Available on: Warp LP

One of the newest additions to the Warp roster, LoneLady (aka Julie Campbell) draws inspiration from the post-punk past of her home city, Manchester, at least according to the elaborate Paul Morley-penned press release that came with the album. Thankfully, in a world awash with Joy Division wannabes, here that means 52nd Street, Ludus or Cath Carroll as much as the men in grey raincoats.

As with any homage, there’s a thin line between plain pastiche and something worth treasuring and, with great dexterity, LoneLady manages to stay the right side of that line. Primarily, that’s down to her ear for memorable but not hackneyed melodies and a fabulous voice that recalls Kristin Hersh in her Throwing Muses pomp.

The opening ‘If Not Now’ sets the scene, a familiar-yet-strange hybrid of Fire Engines, Phoenix and Yazoo. ‘Intuition’ enters the fray with a mesh of angular guitars, while the title track of the album is more stripped down, built around a taut bassline so catchy my mate Gilli was humming it 20 seconds into his first listen. ‘Nerve Up’ the song is as pop as Warp has ever got – Kylie Minogue with kudos.

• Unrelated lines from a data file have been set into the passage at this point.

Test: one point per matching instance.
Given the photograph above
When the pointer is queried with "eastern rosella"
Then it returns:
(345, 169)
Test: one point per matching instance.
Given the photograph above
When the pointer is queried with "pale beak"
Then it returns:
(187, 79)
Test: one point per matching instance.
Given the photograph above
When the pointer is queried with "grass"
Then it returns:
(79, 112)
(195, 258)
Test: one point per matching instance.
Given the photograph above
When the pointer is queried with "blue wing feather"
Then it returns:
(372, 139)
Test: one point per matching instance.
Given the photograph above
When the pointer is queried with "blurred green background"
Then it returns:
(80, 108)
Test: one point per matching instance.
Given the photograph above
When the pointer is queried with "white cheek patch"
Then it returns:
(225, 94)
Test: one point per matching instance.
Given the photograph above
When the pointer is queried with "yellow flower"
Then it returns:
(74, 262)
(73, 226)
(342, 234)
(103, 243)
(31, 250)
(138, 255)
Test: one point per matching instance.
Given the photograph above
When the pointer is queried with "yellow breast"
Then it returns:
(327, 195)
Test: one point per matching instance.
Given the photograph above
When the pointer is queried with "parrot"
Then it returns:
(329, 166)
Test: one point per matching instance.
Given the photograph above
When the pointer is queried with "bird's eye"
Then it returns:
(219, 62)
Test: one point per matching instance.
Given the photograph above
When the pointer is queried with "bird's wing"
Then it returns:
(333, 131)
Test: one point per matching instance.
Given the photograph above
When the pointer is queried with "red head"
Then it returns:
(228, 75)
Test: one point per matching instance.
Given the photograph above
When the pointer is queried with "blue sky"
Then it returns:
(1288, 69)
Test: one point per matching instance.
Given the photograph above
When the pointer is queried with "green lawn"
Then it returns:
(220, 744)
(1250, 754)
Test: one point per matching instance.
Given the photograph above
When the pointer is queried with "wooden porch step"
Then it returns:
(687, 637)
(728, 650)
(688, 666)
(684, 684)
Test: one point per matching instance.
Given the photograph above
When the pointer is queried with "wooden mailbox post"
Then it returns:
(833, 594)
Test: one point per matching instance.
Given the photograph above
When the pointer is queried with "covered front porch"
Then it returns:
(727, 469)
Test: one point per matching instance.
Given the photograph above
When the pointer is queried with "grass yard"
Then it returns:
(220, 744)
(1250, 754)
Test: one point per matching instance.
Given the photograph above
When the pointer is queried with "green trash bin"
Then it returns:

While the uptempo numbers such as ‘Early the Haste Comes’ and the single ‘Immaterial’ are delicious pieces of guitar-driven alternative pop, it’s when LoneLady slows down that the scale of her talent becomes most apparent. The moment in Marble’, the standout track of the album, when the guitars kick in over the chorus is truly sublime. The closing ‘Fear No More’ dispenses with drums altogether, strings joining a lone, mournful guitar as LoneLady wails her 21st century urban blues, while dreaming of “Montana or Idaho” like some latter day Hugo Largo.

A powerful debut from a bold new voice.